On-and-off negotiations mediated by Qatar, the United States and Egypt have yielded little. If a viable deal emerges, decisions will become harder and the divisions sharper, Rosner said.
But for most families and friends whose loved ones are in captivity, there is no choice but to bring them home. Many are concerned in particular about the women held in Gaza and say, based on testimonies from freed hostages, they fear those remaining could be suffering from sexual abuse.
Before a recent parliamentary committee meeting, attendees held posters showing the hostages. Yarden Gonen, whose 23-year-old sister, Romi, also was taken from the Oct. 7 music festival, criticized what she said was the government’s inaction.
“What are we fighting for?” she said. “What is more important than this?”
Outside an art installation mimicking the Gaza tunnels where some hostages are believed to be held, Romi’s mother said she can’t believe it’s been half a year, with much of the world wanting to forget or ignore such a horrible situation.
“We are doing everything we can so the world will not forget,” Merav Leshem Gonen said. “Every day we wake up and take a big breath, deep breath, and continue walking, continue doing the things that will bring her back.”
When Yonatan Levi saw the video of his friend Noa Argamani in captivity, he said he could barely recognize the smart, free spirit of the woman who loved parties and traveling and was studying computer science.
“When I saw that video, I thought maybe she’s living physically but has died inside,” said Levi, who met Argamani during a diving course in the southern Israeli city of Eilat.
A few months before her abduction, Argamani asked Levi to help navigate insurance issues for her mom, he said. As an only child, she was a big part of her mother’s life and care, and she seemed hopeful she would be OK, Levi said.

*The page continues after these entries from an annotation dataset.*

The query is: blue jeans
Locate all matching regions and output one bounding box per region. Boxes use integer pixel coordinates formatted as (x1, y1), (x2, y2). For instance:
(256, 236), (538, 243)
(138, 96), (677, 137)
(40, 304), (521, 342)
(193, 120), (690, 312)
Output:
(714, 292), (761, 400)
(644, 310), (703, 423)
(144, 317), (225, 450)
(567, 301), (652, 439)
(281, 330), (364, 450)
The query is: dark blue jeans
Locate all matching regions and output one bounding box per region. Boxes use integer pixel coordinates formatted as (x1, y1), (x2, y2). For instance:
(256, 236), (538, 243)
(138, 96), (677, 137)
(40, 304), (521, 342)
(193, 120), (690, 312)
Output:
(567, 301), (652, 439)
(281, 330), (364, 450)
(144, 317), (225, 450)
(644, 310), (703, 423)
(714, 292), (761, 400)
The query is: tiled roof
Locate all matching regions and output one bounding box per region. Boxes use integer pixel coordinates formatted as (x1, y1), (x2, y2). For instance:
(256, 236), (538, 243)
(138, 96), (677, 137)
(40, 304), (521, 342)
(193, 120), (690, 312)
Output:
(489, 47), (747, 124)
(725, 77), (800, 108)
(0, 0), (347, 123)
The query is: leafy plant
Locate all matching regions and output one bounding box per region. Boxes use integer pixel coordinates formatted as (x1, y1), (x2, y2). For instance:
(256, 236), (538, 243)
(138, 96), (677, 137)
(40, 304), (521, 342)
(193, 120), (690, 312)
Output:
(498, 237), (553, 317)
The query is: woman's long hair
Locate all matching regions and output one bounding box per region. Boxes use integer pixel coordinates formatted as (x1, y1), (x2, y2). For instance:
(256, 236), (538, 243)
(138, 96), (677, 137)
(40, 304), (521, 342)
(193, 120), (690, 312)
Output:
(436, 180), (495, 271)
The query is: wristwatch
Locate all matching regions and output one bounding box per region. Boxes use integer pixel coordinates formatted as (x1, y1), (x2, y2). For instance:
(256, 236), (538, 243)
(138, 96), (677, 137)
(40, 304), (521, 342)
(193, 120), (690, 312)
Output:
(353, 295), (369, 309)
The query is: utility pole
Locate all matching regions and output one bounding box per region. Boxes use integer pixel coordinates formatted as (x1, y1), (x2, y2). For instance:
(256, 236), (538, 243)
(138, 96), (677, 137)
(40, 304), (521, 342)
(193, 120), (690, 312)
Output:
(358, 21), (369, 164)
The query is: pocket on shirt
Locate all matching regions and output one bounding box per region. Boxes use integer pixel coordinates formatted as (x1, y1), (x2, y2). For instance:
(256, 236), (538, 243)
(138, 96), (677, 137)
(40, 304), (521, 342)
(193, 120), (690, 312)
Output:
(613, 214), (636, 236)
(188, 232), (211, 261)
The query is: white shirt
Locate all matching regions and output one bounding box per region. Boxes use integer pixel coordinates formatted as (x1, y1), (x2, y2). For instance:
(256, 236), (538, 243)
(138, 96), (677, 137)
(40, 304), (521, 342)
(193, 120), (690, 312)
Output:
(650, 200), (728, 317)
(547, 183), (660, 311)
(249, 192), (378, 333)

But Liora Argamani’s cancer has worsened, according to a video released by the Hostages and Missing Families Forum.
In it, Liora and her husband tearfully thumb through childhood photos of Noa. From her wheelchair, Liora addresses the camera — and US President Joe Biden directly. Behind her rests an enlarged photo of Noa’s pained face as she’s dragged into Gaza, on a posterboard with her words overtop: “DON’T KILL ME!”
“My heart really hurts,” Liora, a Chinese immigrant, says slowly in accented Hebrew. “I am asking you, President Joe Biden. … I am really begging you.”
The stress of missing a loved one like Noa is hard on the healthiest of people, and it will only exacerbate a condition like cancer, said Ofrit Shapira Berman, a psychoanalyst who heads a group of health professionals treating freed hostages, families and survivors.
“The fact that so much of her psychic energy is invested in her daughter’s trauma leaves her lesser chance to survive,” Berman said.
In the video, Noa’s father, Yaakov Argamami, strokes the family photo albums and chokes back tears.
“I miss everything about her,” he says. “Her hug. The hug I wanted to …”
Unable to finish, he simply nods and the camera cuts away.